The Black Phone calls up effective scares, but a scattered story

2022-06-25 09:53:42 By : Ms. spring Li

The Black Phone. // Courtesy Universal Pictures

Of all the directors to get caught in the Marvel movie machine, Scott Derrickson, director of the first Doctor Strange movie, is an outlier. His pre-Marvel career was a hodgepodge of dark movies ( The Exorcism of Emily Rose , The Day the Earth Stood Still, and Sinister biggest among them) that fit a character like Stephen Strange, but perhaps not the eventual vibe of the MCU as a whole. That might explain his early exit from The Multiverse of Madness due to “creative differences.” 
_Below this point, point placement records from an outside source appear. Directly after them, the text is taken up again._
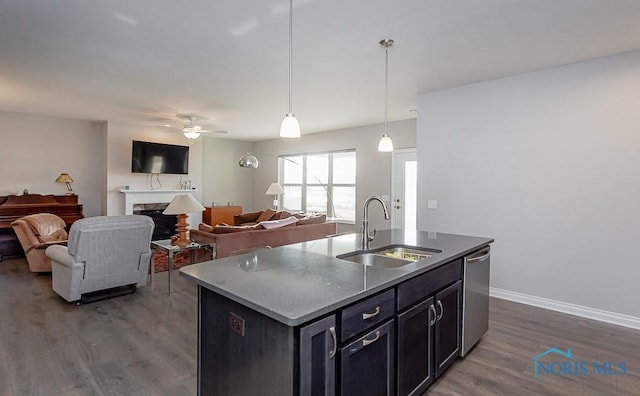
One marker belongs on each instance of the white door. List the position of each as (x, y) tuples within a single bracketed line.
[(404, 189)]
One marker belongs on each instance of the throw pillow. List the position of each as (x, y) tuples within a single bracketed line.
[(231, 229), (316, 219), (270, 224), (59, 235), (249, 217), (205, 227), (266, 215)]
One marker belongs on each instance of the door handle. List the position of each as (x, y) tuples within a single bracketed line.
[(366, 316), (441, 311), (332, 353), (432, 309), (366, 342)]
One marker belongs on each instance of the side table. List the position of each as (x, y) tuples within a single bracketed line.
[(165, 245)]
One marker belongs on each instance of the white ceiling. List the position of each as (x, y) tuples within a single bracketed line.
[(144, 61)]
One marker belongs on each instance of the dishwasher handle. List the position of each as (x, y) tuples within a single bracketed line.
[(481, 255)]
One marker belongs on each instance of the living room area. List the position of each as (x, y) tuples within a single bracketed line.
[(522, 121)]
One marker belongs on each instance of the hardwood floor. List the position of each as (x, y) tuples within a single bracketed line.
[(139, 344), (145, 344)]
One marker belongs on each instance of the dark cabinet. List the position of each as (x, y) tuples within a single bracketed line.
[(368, 363), (415, 348), (318, 348), (428, 330), (447, 326)]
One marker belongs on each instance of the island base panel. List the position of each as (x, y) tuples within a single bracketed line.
[(260, 362)]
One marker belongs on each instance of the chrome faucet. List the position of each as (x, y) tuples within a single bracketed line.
[(366, 238)]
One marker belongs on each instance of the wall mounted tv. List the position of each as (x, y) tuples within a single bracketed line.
[(148, 157)]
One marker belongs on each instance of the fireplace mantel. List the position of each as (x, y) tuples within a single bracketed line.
[(132, 197)]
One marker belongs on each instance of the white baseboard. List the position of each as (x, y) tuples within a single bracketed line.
[(571, 309)]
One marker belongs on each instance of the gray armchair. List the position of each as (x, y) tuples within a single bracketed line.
[(103, 252)]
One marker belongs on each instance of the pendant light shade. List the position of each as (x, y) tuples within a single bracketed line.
[(290, 127), (386, 144), (248, 161)]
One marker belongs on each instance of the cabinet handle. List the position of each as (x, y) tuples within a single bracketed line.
[(332, 352), (366, 342), (433, 310), (371, 315), (441, 311)]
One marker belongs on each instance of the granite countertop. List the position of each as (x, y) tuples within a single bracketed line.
[(297, 283)]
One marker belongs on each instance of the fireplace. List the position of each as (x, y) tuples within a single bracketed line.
[(165, 224), (157, 200)]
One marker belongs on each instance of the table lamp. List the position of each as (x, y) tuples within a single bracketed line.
[(180, 206), (66, 179), (274, 189)]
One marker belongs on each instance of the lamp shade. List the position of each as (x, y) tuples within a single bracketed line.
[(64, 178), (385, 144), (183, 203), (274, 189), (290, 126), (248, 161)]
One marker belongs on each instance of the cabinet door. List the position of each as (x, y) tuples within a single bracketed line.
[(415, 353), (318, 347), (447, 326), (368, 364)]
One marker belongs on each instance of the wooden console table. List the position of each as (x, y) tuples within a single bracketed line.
[(220, 214), (13, 207)]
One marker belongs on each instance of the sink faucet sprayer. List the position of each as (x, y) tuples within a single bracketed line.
[(366, 238)]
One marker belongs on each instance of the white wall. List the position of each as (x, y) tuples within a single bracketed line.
[(548, 164), (373, 174), (119, 138), (224, 180), (36, 149)]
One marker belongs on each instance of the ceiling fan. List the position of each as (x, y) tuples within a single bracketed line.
[(193, 130)]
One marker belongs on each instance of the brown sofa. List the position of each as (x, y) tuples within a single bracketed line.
[(37, 232), (249, 234)]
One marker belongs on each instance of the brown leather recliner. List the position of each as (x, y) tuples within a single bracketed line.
[(37, 232)]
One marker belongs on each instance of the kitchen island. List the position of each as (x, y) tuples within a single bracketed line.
[(298, 320)]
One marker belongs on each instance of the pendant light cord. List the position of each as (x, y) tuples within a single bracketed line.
[(386, 86), (290, 49)]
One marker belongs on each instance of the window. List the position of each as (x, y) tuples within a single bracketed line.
[(320, 183)]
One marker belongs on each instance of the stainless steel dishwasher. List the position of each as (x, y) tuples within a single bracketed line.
[(475, 299)]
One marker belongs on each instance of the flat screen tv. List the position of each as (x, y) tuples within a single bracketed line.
[(148, 157)]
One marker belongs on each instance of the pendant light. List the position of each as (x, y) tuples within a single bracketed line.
[(290, 126), (386, 144), (248, 161)]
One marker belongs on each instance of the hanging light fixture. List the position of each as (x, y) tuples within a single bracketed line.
[(290, 126), (386, 144), (248, 161), (191, 131)]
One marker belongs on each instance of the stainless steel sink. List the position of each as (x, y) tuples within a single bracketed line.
[(392, 256)]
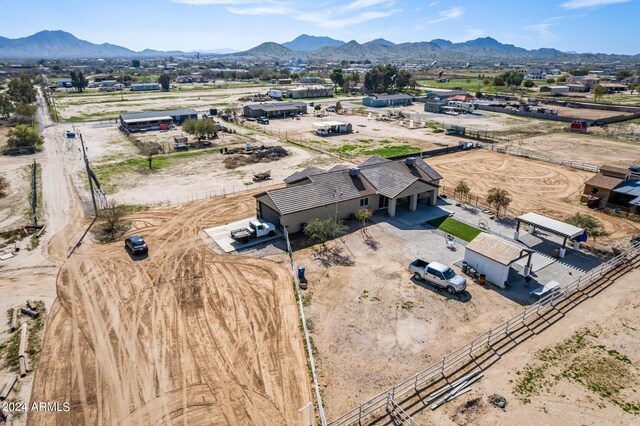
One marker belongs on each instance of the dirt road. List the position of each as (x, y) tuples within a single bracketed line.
[(184, 336)]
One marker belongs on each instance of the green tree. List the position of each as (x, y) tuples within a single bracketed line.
[(590, 224), (6, 106), (322, 230), (165, 82), (499, 198), (23, 135), (337, 77), (462, 189), (20, 89), (78, 81), (622, 74), (363, 215), (598, 91), (4, 186)]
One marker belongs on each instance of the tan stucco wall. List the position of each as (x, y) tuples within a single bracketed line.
[(293, 221)]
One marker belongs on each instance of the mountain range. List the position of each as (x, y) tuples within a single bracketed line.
[(63, 45)]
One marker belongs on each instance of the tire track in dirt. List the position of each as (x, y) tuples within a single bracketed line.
[(186, 336)]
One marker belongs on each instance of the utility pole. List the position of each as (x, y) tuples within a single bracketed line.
[(310, 407), (86, 163)]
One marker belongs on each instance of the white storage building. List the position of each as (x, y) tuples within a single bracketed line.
[(493, 256)]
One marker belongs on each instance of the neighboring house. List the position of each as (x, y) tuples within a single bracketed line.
[(311, 79), (139, 87), (444, 95), (378, 183), (555, 90), (63, 82), (434, 106), (146, 120), (312, 91), (275, 109), (614, 185), (387, 100)]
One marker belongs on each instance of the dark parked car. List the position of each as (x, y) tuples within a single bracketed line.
[(136, 244)]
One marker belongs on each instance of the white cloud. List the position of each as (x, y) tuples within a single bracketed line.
[(364, 4), (448, 14), (543, 31), (208, 2), (579, 4), (260, 10), (325, 21)]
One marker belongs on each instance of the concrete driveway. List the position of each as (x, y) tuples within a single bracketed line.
[(221, 236)]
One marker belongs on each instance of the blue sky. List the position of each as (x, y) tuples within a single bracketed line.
[(609, 26)]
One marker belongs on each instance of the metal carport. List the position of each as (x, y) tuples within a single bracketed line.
[(557, 227)]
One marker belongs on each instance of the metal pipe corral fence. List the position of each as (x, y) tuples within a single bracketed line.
[(436, 371)]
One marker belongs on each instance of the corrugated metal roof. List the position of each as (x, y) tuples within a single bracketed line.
[(631, 187), (549, 224), (496, 248), (155, 114), (276, 106), (303, 174)]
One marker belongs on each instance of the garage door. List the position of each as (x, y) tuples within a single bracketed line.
[(269, 214)]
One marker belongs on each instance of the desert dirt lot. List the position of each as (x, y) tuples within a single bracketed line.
[(585, 148), (533, 185), (373, 325), (184, 335), (558, 390), (101, 106)]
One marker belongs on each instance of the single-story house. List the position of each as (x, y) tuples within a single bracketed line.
[(598, 190), (444, 95), (311, 79), (493, 256), (311, 91), (376, 101), (334, 127), (555, 90), (63, 82), (614, 87), (139, 87), (434, 106), (145, 120), (378, 183), (275, 109)]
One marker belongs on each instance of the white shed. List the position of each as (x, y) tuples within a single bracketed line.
[(493, 256)]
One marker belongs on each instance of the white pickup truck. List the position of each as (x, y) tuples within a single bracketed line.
[(439, 275), (256, 229)]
Derrickson’s latest film, The Black Phone , developed on the rebound from that departure, gets back to his horror roots. It also came with some high expectations. Adapted from a Joe Hill short story, The Black Phone is in a world where morals, survival, and the supernatural exist on a plane primed to crack at any moment. Unfortunately, for all the good elements of the movie (of which there are several), there are a dozen problems holding it back.

Set in 1978 North Denver, The Black Phone details a series of child kidnappings by an assailant dubbed “The Grabber” (Ethan Hawke). Missing children posters adorn telephone poles and fences, reminding youngsters on their way to school of the potential danger lurking around the corner. 

For young Finney (Mason Thames) and his sister Gwen (Madeline McGraw), The Grabber is another blight on an already troubled upbringing. Their mother passed years earlier, leaving them in the care of an abusive alcoholic father (Jeremy Davies). Finney and Gwen are thick as thieves, and endlessly protective, a bond that comes in handy when Finney becomes The Grabber’s latest would-be victim.

Derrickson spends the first part of The Black Phone building Gwen and Finney’s world. It’s a grim space populated by children who feel plucked directly from The Bad News Bears , The Monster Squad, or Stand By Me . These kids curse and terrorize each other, sometimes so intensely that it requires a trip to the hospital, as when Gwen cracks a bully’s head open with a rock. 

The tone is already pretty unhappy, but it gets even darker when the focus shifts to The Grabber’s basement. Hawke commands the screen with an astonishingly layered performance, even if the script doesn’t give him much to work with. Hawke’s Grabber is a sinister depiction of how childhood trauma can lead to lasting damage, with the character’s hinted backstory creating an interesting duality with Finney’s own. 

Finney’s one ray of hope is a disconnected black phone that only he can hear ringing. The voices on the other end are the spirits of The Grabber’s past victims, who each have a piece of the puzzle that can help Finney escape. Meanwhile, across town, Gwen is in a battle of her own, as her nightmares provide a window into where her brother is being hidden. 

The Black Phone slowly builds up the story’s supernatural elements, but Derrickson and co-writer C. Robert Cargill never go as deep as they could. This creates a weird schism at the center of an otherwise intriguing premise, with neither the otherworldly story nor the serial killer narrative getting the attention they deserve. That dichotomy never fully sinks the film—its strengths outweigh its weaknesses. Still, it’s disappointing that the film’s main two aspects are incomplete.

The Black Phone squeaks by thanks to a terrific unnerving atmosphere and a central trio of sensational performances. However, loose threads loom large over the film, robbing it of some of the black magic it wants to cast.

That’s a shame, given the talent in front of and behind the camera. The image of Ethan Hawke in a series of freaky masks leaves a bigger impression than anything in the story itself.